Namun, yang namanya grief, atau berduka, memang tidak semudah satu obrolan dua obrolan langsung selesai, langsung, deh, bisa berdamai dengan keadaan. Berduka adalah sesuatu yang kompleks, sesuatu yang belum pernah saya hadapi sebelumnya. Luka yang ditorehkan duka terlalu dalam, mustahil bisa sembuh dalam waktu singkat. Dan ketika itu terjadi, peran orang-orang terdekat sangatlah penting dalam proses penyembuhan luka tersebut. Saya, sebagai orang terdekatnya dia mencoba untuk tetap terus mendukung dia.
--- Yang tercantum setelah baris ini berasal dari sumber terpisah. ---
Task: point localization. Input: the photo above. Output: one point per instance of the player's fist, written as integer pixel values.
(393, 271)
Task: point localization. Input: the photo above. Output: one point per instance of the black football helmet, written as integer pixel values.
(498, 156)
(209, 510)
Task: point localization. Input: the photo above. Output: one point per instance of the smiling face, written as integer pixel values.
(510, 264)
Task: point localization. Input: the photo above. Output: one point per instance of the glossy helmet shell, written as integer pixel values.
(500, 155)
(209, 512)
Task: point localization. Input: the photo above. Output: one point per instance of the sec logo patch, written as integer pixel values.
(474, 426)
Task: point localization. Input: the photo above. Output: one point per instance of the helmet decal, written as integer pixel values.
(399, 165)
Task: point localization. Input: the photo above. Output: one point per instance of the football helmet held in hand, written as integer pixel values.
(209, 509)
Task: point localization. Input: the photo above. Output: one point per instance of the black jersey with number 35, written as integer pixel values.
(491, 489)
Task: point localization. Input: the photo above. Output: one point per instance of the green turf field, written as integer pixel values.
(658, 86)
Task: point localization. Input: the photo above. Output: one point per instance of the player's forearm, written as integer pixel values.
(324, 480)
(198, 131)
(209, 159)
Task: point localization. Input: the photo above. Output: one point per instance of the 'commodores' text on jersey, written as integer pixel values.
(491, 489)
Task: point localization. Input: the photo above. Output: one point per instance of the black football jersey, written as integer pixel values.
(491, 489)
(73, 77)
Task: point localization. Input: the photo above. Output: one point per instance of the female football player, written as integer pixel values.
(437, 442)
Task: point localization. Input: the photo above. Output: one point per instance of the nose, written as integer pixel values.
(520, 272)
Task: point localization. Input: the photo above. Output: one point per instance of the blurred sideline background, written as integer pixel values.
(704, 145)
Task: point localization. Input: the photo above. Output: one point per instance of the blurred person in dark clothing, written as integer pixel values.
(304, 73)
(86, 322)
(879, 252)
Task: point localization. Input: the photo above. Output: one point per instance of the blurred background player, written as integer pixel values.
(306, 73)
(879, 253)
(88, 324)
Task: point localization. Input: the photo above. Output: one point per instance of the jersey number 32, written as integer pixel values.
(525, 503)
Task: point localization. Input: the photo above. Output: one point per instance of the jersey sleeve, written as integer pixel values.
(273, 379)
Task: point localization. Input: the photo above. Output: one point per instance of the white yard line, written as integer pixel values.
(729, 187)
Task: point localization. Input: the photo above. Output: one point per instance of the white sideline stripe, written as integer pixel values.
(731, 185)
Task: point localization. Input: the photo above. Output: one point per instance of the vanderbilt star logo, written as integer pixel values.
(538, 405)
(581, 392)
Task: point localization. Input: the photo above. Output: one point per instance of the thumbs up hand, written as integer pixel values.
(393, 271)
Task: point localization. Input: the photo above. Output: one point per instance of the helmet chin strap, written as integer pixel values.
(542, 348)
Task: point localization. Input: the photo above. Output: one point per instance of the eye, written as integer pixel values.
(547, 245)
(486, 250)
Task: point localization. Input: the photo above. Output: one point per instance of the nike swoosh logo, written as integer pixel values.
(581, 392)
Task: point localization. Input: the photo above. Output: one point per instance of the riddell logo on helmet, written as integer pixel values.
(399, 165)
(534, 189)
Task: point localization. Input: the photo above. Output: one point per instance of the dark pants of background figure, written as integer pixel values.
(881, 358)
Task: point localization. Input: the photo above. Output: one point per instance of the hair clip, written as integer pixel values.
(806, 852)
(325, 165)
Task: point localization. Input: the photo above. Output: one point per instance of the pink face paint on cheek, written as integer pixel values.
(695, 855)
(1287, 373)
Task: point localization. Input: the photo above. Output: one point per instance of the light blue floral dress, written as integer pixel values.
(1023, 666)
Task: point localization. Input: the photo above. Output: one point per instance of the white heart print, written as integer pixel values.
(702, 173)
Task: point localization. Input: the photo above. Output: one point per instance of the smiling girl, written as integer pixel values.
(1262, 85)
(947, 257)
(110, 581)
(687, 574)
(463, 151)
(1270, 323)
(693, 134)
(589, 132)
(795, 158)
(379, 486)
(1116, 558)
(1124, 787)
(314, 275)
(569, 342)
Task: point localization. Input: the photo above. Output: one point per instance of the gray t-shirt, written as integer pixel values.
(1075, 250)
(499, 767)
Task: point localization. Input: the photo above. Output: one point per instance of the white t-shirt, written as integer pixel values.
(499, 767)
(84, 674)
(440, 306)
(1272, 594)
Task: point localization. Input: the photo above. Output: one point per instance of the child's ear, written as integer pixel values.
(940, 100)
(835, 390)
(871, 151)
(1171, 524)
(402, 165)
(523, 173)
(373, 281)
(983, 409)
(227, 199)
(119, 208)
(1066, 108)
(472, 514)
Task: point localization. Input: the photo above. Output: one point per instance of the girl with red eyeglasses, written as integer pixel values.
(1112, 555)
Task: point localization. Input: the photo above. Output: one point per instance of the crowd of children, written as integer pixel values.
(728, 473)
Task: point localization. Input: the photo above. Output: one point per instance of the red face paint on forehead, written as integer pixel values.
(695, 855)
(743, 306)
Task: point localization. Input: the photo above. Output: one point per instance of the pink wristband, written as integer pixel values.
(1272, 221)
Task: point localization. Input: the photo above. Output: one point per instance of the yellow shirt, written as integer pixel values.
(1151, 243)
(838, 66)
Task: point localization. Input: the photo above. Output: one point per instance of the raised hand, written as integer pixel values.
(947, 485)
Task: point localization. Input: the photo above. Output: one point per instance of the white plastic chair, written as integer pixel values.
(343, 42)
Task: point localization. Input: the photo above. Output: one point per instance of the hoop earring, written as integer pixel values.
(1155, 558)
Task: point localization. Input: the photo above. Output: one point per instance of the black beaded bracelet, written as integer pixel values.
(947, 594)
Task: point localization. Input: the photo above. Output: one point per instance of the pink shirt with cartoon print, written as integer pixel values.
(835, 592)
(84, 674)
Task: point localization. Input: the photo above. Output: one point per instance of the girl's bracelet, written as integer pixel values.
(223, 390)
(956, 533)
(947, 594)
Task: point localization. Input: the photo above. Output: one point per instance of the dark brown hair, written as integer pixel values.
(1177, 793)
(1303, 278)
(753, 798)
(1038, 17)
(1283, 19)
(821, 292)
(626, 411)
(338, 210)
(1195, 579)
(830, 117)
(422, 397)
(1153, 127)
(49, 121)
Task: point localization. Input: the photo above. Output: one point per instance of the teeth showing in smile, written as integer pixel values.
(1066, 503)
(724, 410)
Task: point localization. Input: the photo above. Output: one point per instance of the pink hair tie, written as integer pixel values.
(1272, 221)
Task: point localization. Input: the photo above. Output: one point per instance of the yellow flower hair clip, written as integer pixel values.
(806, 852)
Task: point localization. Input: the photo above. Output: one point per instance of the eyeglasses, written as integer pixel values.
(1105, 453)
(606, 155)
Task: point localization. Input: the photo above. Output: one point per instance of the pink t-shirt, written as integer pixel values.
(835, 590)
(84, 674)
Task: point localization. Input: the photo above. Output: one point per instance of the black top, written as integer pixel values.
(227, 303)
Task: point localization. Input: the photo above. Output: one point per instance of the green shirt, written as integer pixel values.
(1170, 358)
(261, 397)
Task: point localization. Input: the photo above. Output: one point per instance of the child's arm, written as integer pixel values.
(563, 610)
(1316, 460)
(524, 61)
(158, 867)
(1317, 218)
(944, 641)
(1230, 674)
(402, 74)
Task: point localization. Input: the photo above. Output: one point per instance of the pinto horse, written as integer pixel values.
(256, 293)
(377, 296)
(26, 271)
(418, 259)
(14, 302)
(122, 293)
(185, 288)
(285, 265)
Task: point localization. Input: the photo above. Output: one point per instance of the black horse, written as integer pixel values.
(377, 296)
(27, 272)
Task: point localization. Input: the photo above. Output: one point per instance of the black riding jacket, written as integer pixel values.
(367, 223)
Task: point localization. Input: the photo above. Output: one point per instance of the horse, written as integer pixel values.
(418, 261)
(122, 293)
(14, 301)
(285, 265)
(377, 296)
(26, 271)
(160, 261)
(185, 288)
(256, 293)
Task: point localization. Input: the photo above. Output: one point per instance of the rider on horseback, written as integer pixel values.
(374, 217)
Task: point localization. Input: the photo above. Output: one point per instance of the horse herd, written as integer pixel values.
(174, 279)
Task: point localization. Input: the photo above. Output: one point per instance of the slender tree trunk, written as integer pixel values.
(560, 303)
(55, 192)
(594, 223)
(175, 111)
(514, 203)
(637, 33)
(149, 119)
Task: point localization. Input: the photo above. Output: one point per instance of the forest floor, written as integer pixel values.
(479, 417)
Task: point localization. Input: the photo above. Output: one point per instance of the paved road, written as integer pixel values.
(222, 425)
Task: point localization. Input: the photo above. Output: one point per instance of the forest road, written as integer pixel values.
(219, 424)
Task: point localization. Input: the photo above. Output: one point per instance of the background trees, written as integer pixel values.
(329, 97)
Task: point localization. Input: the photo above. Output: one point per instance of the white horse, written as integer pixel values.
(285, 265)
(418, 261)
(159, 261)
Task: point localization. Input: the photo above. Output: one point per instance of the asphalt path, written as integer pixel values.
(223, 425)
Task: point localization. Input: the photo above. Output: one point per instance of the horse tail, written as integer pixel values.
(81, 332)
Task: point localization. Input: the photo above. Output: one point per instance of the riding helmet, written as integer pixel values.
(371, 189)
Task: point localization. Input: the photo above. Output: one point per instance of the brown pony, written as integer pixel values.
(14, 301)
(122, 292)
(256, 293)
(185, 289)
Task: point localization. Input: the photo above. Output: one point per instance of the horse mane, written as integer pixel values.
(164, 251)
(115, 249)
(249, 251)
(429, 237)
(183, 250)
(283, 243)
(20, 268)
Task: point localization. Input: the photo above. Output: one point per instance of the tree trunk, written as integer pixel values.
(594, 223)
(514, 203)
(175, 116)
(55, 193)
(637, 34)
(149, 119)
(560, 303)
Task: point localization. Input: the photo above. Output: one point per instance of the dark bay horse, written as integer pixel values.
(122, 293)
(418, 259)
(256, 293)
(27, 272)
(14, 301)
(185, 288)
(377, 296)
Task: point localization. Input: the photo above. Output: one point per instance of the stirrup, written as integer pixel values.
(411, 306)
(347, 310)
Di sisi lain, luka yang diakibatkan terlalu dalam, ditambah kami yang sedang menjalani hubungan LDR sehingga proses itu jadi semakin sulit. Pada akhirnya ketika langit-langit sudah terlalu buram untuk bisa melihat sepercik cahaya harapan, saya bilang ke dia bahwa mungkin hanya waktu yang bisa menyembuhkan. Sebuah pernyataan yang bahkan saya pun tidak yakin akan kebenarannya. Apakah waktu bisa menyembuhkan? Atau sebenarnya, memang tidak ada sesuatu hal pun di dunia yang bisa menyembuhkan luka dari duka?